敵も味方もなく、皆がボクとギベリンとの戦いの結末に注目していた。
ガツン!
ガチン!
ガツン!!
「こんなっ!
ところでっ!!
負けるもんかっ!!! 」
この人、ボクを殺そうとはしていない?
うん、間違いない。剣の腹や柄で、しかも手足だけを狙って攻撃している――。
ガツン!
ガチン!
『ガキはー!
引っ込んでな!!
もう、俺らにはー!
この仕事しかねぇんだ!! 』
側面から大きく踏み込み、脚を狙って薙ぎ払ったけど、器用に弾き返されてしまう。
ガツン!
逆に、相手の突きを叩き落とし、距離をとって息を整える。
「ふぅ。物を盗んでっ、人を殺してっ――そんなの仕事じゃないでしょ!! 」
ガツン!
ガチン!!
勢いをつけて放った気合い全開の一撃も、剣先を合わされて勢いを殺がれてしまった。手首を目指し強引に振り下ろすも、鍔に当たって跳ね返される。
『ガキには分かんねぇ!
やりたくてやってる訳ねぇだろ!! 』
ガチン!!
胴に迫る強烈な一撃――ボクは避けることなく敢えて全力で打ち返す!
手に痺れが走る!
でも、魔物との命の奪い合いとは違う。
上手く言い表せないけど――生きる者同士の、生きたいと願う者同士の、何か大きなモノを背負った戦いに、魂のぶつかり合いに、胸が高鳴っていた。
「家族は!
友達は!!
悲しまないのか!!! 」
ガツン!
ガチン!!
『家族なんて!
とうに、捨ててるさ!! 』
ガツン!
ガチン!!
鉄棒はしなる様にギベリンの直剣に絡みつき、直剣も負けじと撃ち返す!
「お前が、捨てても!
家族は――ずっと家族だっ!! 」
ガツン!
「絶対に! 絶対に!!
お前を待ってる! 泣いて待ってる!! 」
ガツン!
ガチン!
ボクの連撃に防戦一方になるギベリン――撃ち返す剣圧が、心が纏う覇気が弱まっている気がする。
『黙れっ!
今さら引き返せるかよ!! 』
ガツン!!!
己の魂を鼓舞するかの様に繰り出された強烈な振り下ろしを、ボクは頭上で激しく撃ち返す!
一瞬、火花が蝶のように舞う!
お返しとばかりに同様の攻撃を見舞うと、ギベリンも剣の腹に左手を添えて弾き返してくる。
ガチン!!
「自分のっ!
都合でっ!
語るな!!! 」
ガツン!
ガチン!
脇腹から脚を狙った薙ぎ払いと突きのコンビネーションも、ギベリンの防御を崩しきれなかった。
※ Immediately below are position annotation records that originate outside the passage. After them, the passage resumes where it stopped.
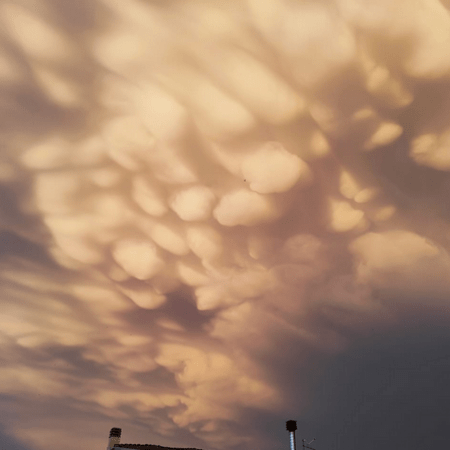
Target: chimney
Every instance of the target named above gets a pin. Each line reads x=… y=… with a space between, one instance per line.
x=114 y=437
x=291 y=426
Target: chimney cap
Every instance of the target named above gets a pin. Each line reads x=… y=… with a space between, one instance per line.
x=291 y=425
x=115 y=432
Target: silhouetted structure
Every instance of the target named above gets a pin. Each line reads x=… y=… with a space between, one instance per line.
x=114 y=443
x=291 y=426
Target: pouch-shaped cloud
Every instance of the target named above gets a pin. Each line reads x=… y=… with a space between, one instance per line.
x=197 y=188
x=273 y=169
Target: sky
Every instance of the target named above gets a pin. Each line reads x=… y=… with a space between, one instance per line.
x=217 y=216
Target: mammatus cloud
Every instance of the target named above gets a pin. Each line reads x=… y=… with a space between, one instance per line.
x=206 y=187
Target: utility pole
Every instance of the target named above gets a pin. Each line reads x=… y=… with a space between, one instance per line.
x=291 y=426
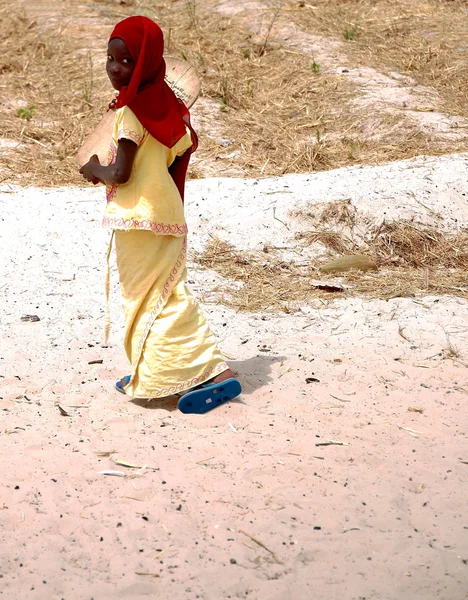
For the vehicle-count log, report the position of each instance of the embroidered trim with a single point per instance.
(146, 224)
(128, 134)
(187, 385)
(111, 188)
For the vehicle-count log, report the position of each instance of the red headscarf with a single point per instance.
(148, 95)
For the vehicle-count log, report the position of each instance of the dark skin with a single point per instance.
(120, 66)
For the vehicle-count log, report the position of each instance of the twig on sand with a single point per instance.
(261, 544)
(332, 443)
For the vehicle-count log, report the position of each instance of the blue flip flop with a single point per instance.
(126, 381)
(208, 396)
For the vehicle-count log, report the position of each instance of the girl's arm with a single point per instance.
(119, 172)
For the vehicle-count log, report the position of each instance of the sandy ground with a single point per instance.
(246, 501)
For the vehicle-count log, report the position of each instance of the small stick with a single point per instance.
(332, 443)
(200, 462)
(261, 544)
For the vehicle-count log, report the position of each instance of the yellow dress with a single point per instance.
(167, 340)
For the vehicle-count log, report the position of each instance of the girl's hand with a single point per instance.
(88, 170)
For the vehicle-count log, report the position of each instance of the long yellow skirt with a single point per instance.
(167, 339)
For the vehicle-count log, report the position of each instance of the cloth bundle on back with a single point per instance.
(168, 342)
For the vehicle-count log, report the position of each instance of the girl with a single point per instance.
(167, 340)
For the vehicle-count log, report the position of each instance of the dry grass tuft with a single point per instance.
(49, 99)
(405, 244)
(267, 282)
(411, 262)
(284, 111)
(425, 39)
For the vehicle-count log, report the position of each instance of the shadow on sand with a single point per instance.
(253, 373)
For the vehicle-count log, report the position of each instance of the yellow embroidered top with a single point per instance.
(150, 199)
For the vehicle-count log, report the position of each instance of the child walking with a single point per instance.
(167, 340)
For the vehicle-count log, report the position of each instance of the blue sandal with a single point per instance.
(125, 380)
(208, 396)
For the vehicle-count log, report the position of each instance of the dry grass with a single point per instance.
(412, 262)
(425, 39)
(48, 94)
(284, 111)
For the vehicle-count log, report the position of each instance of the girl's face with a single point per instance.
(120, 64)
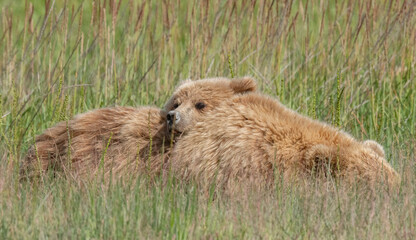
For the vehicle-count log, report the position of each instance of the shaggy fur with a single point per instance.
(137, 138)
(252, 137)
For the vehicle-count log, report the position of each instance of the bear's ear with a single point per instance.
(243, 85)
(375, 146)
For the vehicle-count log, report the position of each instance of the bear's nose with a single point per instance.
(173, 117)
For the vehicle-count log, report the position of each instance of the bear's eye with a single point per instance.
(200, 105)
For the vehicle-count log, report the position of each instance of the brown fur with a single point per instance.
(252, 138)
(139, 138)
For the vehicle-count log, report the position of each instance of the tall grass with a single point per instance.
(349, 63)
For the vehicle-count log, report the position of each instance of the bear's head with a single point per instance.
(365, 159)
(192, 100)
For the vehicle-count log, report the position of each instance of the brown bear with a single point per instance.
(253, 138)
(126, 140)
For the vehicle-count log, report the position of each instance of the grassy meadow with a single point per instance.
(349, 63)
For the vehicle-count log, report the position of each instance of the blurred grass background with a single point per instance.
(349, 63)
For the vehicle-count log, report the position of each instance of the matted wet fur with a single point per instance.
(254, 138)
(125, 141)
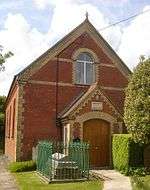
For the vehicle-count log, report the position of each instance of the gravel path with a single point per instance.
(113, 180)
(7, 181)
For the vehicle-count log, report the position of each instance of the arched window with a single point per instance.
(84, 70)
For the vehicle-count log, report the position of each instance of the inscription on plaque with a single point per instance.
(97, 106)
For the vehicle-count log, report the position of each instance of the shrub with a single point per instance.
(22, 166)
(127, 155)
(137, 101)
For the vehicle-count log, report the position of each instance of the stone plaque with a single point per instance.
(97, 106)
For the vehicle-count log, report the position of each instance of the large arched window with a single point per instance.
(84, 70)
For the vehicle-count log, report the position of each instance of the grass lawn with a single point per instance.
(30, 181)
(141, 183)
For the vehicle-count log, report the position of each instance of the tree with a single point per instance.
(4, 57)
(2, 111)
(137, 103)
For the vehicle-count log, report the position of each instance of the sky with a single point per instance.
(29, 27)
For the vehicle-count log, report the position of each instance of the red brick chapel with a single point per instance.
(75, 90)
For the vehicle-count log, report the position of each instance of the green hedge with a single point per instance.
(22, 166)
(127, 155)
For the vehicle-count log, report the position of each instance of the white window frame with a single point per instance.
(85, 70)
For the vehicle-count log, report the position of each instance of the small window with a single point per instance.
(84, 69)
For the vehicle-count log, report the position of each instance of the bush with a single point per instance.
(127, 155)
(22, 166)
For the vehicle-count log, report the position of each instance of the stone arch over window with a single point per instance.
(85, 70)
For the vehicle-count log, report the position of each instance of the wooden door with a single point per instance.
(97, 133)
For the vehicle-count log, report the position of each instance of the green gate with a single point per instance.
(58, 161)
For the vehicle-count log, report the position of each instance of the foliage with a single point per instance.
(22, 166)
(127, 155)
(2, 110)
(140, 183)
(4, 57)
(137, 103)
(31, 181)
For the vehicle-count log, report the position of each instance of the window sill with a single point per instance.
(78, 84)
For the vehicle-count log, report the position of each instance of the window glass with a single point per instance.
(89, 73)
(84, 69)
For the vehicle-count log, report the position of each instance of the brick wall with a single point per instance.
(40, 94)
(11, 125)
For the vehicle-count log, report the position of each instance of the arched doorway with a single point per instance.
(97, 133)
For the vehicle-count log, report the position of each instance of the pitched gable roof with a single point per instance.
(54, 51)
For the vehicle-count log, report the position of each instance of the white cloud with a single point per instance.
(135, 40)
(25, 42)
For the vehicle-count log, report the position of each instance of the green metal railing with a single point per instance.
(59, 161)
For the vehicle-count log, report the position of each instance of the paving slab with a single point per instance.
(7, 181)
(113, 180)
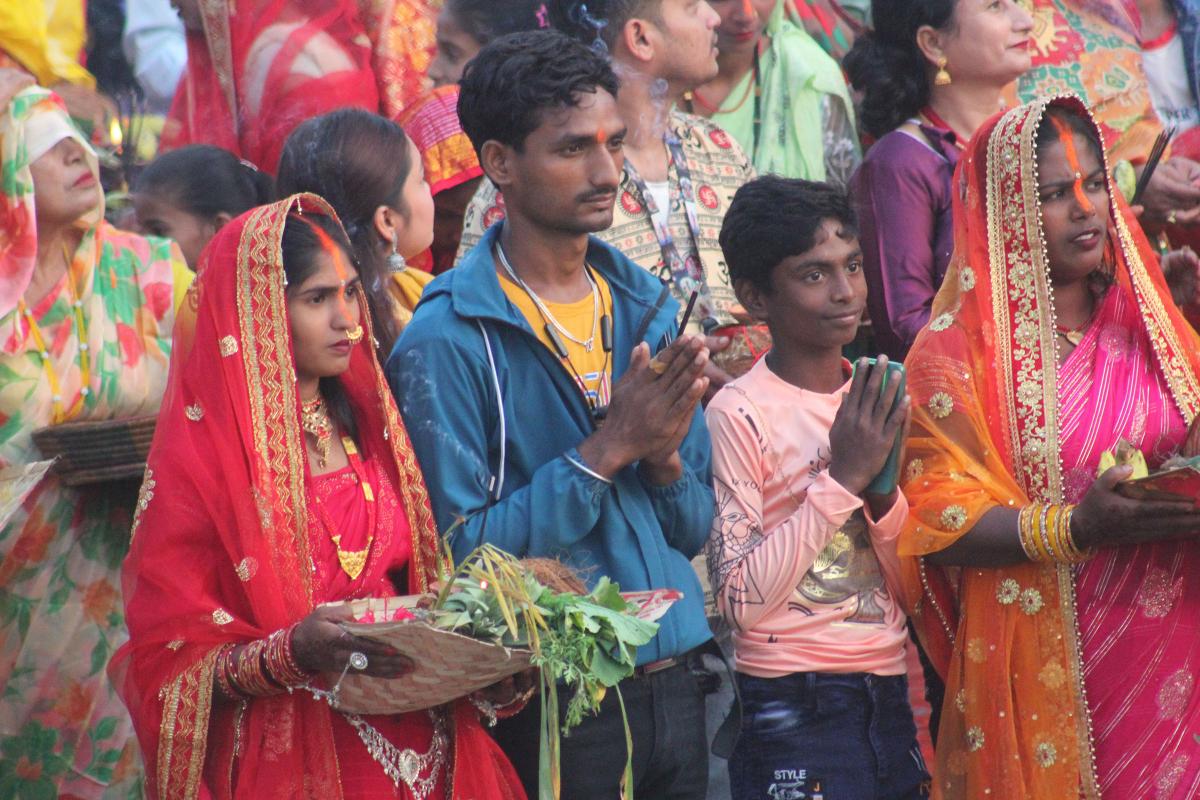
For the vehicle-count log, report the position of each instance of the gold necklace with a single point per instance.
(316, 422)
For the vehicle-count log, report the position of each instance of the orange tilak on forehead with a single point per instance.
(1068, 144)
(345, 272)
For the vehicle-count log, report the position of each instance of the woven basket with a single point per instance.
(449, 665)
(97, 452)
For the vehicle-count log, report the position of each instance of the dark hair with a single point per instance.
(887, 66)
(508, 86)
(204, 181)
(487, 19)
(1048, 133)
(772, 218)
(299, 245)
(587, 20)
(357, 161)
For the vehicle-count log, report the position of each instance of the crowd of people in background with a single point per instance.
(820, 312)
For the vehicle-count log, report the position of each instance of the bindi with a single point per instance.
(1068, 145)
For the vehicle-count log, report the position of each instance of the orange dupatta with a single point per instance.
(983, 379)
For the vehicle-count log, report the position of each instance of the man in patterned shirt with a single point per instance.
(681, 170)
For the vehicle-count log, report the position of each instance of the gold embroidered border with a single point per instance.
(270, 382)
(1180, 378)
(1027, 358)
(1089, 783)
(183, 734)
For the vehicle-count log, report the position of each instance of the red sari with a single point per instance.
(262, 67)
(1057, 681)
(232, 541)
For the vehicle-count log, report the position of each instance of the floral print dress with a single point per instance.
(63, 729)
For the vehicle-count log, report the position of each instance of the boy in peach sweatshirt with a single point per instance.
(802, 559)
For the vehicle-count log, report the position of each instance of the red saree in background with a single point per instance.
(1059, 681)
(261, 67)
(227, 548)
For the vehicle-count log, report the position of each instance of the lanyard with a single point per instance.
(688, 275)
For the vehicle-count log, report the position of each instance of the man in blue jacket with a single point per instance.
(553, 410)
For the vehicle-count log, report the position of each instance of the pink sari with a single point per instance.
(1137, 606)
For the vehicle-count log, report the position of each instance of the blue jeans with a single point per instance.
(827, 737)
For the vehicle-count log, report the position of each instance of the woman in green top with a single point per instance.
(780, 95)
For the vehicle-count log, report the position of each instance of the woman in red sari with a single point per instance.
(1063, 615)
(281, 479)
(257, 68)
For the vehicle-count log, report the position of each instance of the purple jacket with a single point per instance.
(903, 197)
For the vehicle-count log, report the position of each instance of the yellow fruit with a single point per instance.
(1125, 455)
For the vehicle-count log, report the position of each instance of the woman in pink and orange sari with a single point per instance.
(258, 68)
(1062, 614)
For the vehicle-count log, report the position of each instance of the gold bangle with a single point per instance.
(1067, 540)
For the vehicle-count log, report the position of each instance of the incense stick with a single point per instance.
(687, 312)
(1156, 155)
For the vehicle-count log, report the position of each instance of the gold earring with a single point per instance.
(942, 78)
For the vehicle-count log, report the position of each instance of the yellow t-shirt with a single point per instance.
(592, 371)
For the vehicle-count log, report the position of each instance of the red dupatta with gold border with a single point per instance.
(220, 551)
(983, 378)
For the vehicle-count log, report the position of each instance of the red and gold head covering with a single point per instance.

でも、明らかに動き出しが鈍っている。今一度距離を置き、助走をつけて打ち下ろす――。
「やり直せない人生なんて、
無いんだ!!! 」
バキン!!!
ドカン!!
『ぐはっ!! 』
『『首領!! 』』
根元から砕け散った剣を持ったまま、左手で右肩を押さえて膝を折るギベリン――首領を案じ、駆け寄る部下の盗賊たち。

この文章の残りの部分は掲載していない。